Осужденные жить посреди восхитительного пейзажа, оранцы с триумфом вышли из этого сурового испытания, застроив свой город безобразными сооружениями. Ожидаешь увидеть город, открытый морю, вымытый, освеженный легким вечерним ветром. А находишь, если не считать испанского квартала[16], городок, повернутый спиной к морю, который застраивался вокруг самого себя наподобие улитки. Оран – это большая круговая желтая стена, крытая суровым небом. Сначала блуждаешь в лабиринте, ищешь моря, как нити Ариадны, но делаешь круг за кругом по этим желтым гнетущим улицам. В конце концов, некий Минотавр пожирает оранцев: это скука. Оранцы давно уже больше не блуждают по своему лабиринту. Они согласны быть съеденными.
Не посетив Орана, невозможно узнать, что такое камень. В этом самом пыльном среди всех городов булыжник – король. Его здесь настолько любят, что торговцы выставляют его на витринах, чтобы поддерживать бумагу или просто для красоты. Его сваливают в кучи вдоль улиц, несомненно, для услады глаз, потому что год спустя куча все еще лежит не потревоженная. Если в других местах поэзию создает растительность, то здесь у нее лицо камня. Тут тщательно покрыли пылью сотню деревьев в торговой части города. Это окаменевшие растения, роняющие со своих ветвей терпкий иссушающий запах пыли. В Алжире арабские кладбища обладают всем известной прелестью. В Оране над лощиной Рас-эль-Аин, выходящее на сей раз к морю, кладбище – это раскинувшиеся под голубым небом поля рыхлого известняка, где солнце учиняет ослепительные пожары.

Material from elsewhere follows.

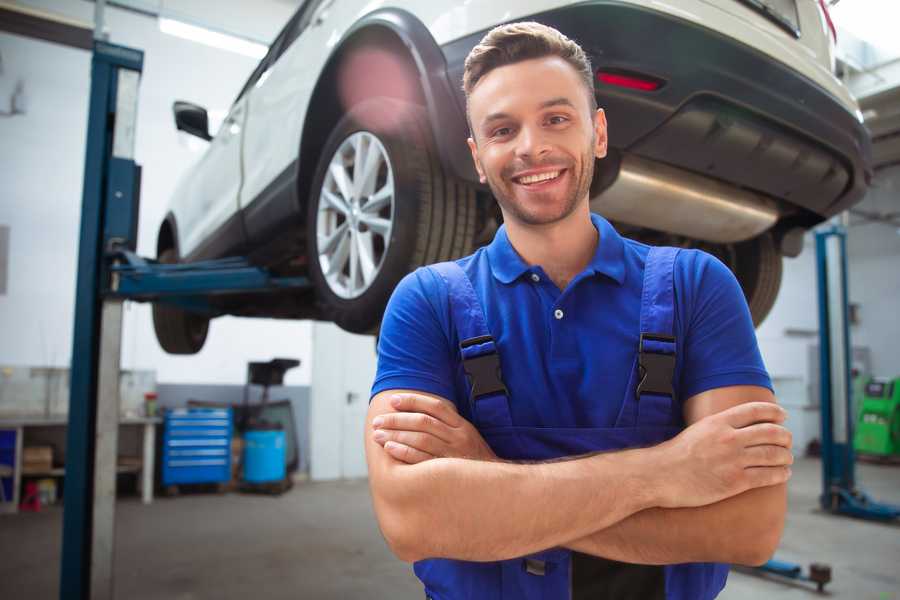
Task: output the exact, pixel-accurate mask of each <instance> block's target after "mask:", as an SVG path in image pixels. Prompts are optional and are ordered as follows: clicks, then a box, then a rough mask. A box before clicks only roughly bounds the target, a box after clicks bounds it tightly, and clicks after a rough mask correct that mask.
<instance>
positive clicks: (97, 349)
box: [59, 40, 310, 600]
mask: <svg viewBox="0 0 900 600" xmlns="http://www.w3.org/2000/svg"><path fill="white" fill-rule="evenodd" d="M143 60H144V55H143V52H141V51H140V50H135V49H132V48H126V47H123V46H116V45H113V44H109V43H106V42H104V41H101V40H95V42H94V53H93V58H92V62H91V96H90V108H89V113H88V135H87V151H86V156H85V167H84V189H83V197H82V208H81V232H80V237H79V251H78V280H77V282H76V290H75V327H74V336H73V347H72V366H71V385H70V388H71V391H70V398H69V426H68V431H67V440H66V475H65V491H64V495H63V540H62V553H61V568H60V591H59V597H60V598H61V599H62V600H88V599H91V600H96V599H102V600H105V599H112V598H113V597H114V594H113V572H114V571H113V557H114V541H115V536H114V527H115V492H116V455H117V447H118V424H119V370H120V369H119V367H120V365H119V361H120V354H121V352H120V351H121V341H122V303H123V301H124V300H136V301H139V302H147V301H153V302H167V303H171V304H174V305H177V306H180V307H182V308H184V309H186V310H190V311H197V312H202V313H206V314H209V315H211V316H216V315H218V314H221V311H219V310H218V309H217V308H216V307H215V303H214V302H212V301H211V298H213V297H216V296H221V295H224V294H234V293H242V294H247V293H266V292H274V291H284V290H304V289H308V288H309V287H310V282H309V280H308V279H307V278H305V277H278V276H274V275H272V274H271V273H269V272H268V271H267V270H265V269H263V268H260V267H255V266H253V265H252V264H250V263H249V261H247V260H246V259H245V258H240V257H234V258H224V259H219V260H211V261H203V262H196V263H189V264H176V265H167V264H160V263H158V262H156V261H154V260H150V259H145V258H142V257H140V256H138V255H137V254H135V248H136V246H137V223H138V211H139V197H140V181H141V168H140V167H139V166H138V165H137V164H135V162H134V142H135V125H136V121H137V97H138V84H139V81H140V75H141V71H142V68H143Z"/></svg>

Среди этих преданных земле останков то здесь, то там пурпурная герань оживляет пейзаж свежими каплями крови. Но город затвердел в своей каменной оболочке. Когда смотришь с Плантеров, плотность сжимающих город скал такова, что пейзаж из-за этих камней становится каким-то иллюзорным. Человек оттуда изгнан. А вся эта подавляющая красота кажется пришедшей из другого мира.

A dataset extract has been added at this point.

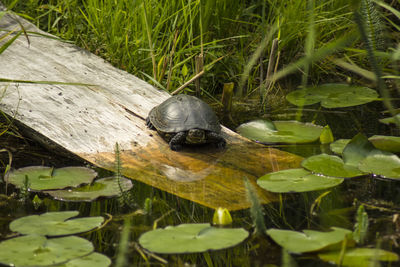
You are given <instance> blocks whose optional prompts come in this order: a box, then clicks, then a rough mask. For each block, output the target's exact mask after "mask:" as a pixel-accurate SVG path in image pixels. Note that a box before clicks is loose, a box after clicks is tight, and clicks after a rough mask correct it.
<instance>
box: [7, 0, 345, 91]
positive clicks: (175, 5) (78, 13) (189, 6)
mask: <svg viewBox="0 0 400 267" xmlns="http://www.w3.org/2000/svg"><path fill="white" fill-rule="evenodd" d="M11 2H13V1H11V0H6V1H4V3H5V4H6V5H7V4H11ZM14 4H15V7H14V9H13V10H15V11H16V12H21V13H22V12H24V13H26V14H29V17H31V18H33V19H31V20H33V22H34V23H35V24H36V25H37V26H39V27H40V28H42V29H44V30H45V31H48V32H50V33H53V34H56V35H58V36H60V37H62V38H64V39H67V40H73V41H75V42H76V43H77V44H78V45H80V46H83V47H85V48H86V49H88V50H90V51H92V52H94V53H96V54H98V55H100V56H102V57H104V58H105V59H107V60H108V61H110V62H111V63H113V64H114V65H115V66H117V67H119V68H122V69H125V70H127V71H128V72H131V73H133V74H135V75H137V76H138V77H140V78H142V79H145V80H147V81H149V82H150V83H152V84H153V85H155V86H157V87H159V88H160V89H167V90H169V91H170V92H172V91H174V90H175V89H177V88H178V87H180V86H181V85H182V84H184V83H185V82H187V81H189V80H190V79H191V78H192V77H195V76H196V74H197V72H196V68H195V65H196V61H195V58H196V56H197V55H200V54H202V53H203V55H204V66H207V68H205V73H204V75H202V78H201V90H204V91H207V92H208V93H210V94H212V95H214V94H216V93H220V92H221V90H222V85H223V84H224V83H226V82H235V83H236V84H238V85H239V84H240V85H241V86H240V87H239V88H240V89H242V90H240V91H243V92H245V93H244V94H242V95H243V96H247V95H248V92H254V91H255V90H257V88H259V87H260V86H261V85H262V84H263V83H264V82H265V81H264V80H265V78H266V73H265V70H266V69H267V67H266V66H267V65H268V61H269V53H270V50H271V47H270V41H271V40H272V39H278V41H279V45H278V51H279V53H280V59H279V62H278V64H279V66H286V65H287V64H289V63H290V62H293V60H296V59H299V58H301V57H302V56H303V55H304V51H305V48H304V44H305V39H306V37H307V34H308V30H309V23H308V22H309V18H310V9H309V8H307V3H306V2H305V1H300V0H290V1H278V0H269V1H265V2H263V1H249V2H246V3H244V2H243V1H233V0H223V1H207V0H192V1H133V2H132V1H128V0H120V1H99V0H87V1H83V2H82V1H78V0H68V1H67V0H49V1H22V0H20V1H18V0H17V1H16V2H15V3H14ZM313 10H314V13H313V14H314V17H315V19H314V21H315V22H314V24H315V32H316V33H318V34H315V35H316V36H315V47H316V48H319V47H322V46H324V45H325V44H326V43H327V42H329V41H331V40H332V39H334V38H335V37H337V36H338V35H339V34H341V33H343V32H345V31H347V30H348V28H349V27H351V25H352V21H351V13H350V12H349V9H348V6H347V1H333V0H329V1H317V2H316V3H315V6H314V9H313ZM219 58H222V60H219V61H216V60H217V59H219ZM249 62H251V64H250V63H249ZM261 65H262V67H261ZM331 65H333V63H331ZM320 67H321V68H322V69H319V68H312V67H311V69H312V71H310V73H312V75H310V77H309V79H310V80H311V81H312V80H314V79H318V78H319V73H323V72H324V70H326V68H327V67H325V66H323V65H321V66H320ZM297 75H299V77H301V73H297ZM289 89H293V88H289ZM185 90H189V91H193V90H194V84H191V85H189V86H188V87H186V88H185Z"/></svg>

Если пустыню можно определить как место без души, где царит одно лишь небо, тогда Оран ждет своих пророков. Все вокруг города и над ним – дикая нетронутая природа Африки, в действительности исполненная особого обжигающего очарования. Она заставляет сверкать удручающе однообразный пейзаж, зажигает его; неистовые вскрики звучат меж домами и поднимаются над крышами. Если взбираться по одной из дорог на склоне горы Санта-Крус, прежде всего увидишь разбросанные цветные кубики – постройки Орана. Но поднимемся немного выше и вот уже видим изрезанные утесы, окружающие плато, как какие-то красные животные, они спускаются к морю. Еще выше – и огромные гигантские яростные вихри из потоков солнечного света и порывов ветра носятся над неряшливым, разбросанным на все четыре стороны скалистой местности городом, делая этот город еще беспорядочнее. Здесь сталкиваются потрясающий хаос человеческой жизни и всегда одинаковое море. Этого достаточно, чтобы волнующий запах жизни поднимался по склонам утесов.
В пустыне есть нечто беспощадное. Каменное небо Орана, его улицы и деревья, покрытые пылью, – все способствует созданию этого плотного и бесстрастного мира, где сердце и ум никогда не отделены ни от самих себя, ни от единственного их объекта – человека. Я говорю здесь об уединении, не сулящем легкого существования. Пишут книги о Флоренции или Афинах. Эти города сформировали европейский дух и потому непременно должны быть исполнены смысла. Они сохраняют то, чем умиляются и вдохновляются. Они утоляют некий голод души, которую можно насытить только воспоминаниями. Но может ли тронуть город, где ничто не будоражит ум, где сама безобразность анонимна, где прошлое сведено к нулю?
Пустота, скука, бесстрастное небо. Что же влечет в эти места? Скорее всего, одиночество и, быть может, природа. Для иных эта природа везде, где она прекрасна, является их горькой родиной. И Оран – одна из тысячи ее столиц.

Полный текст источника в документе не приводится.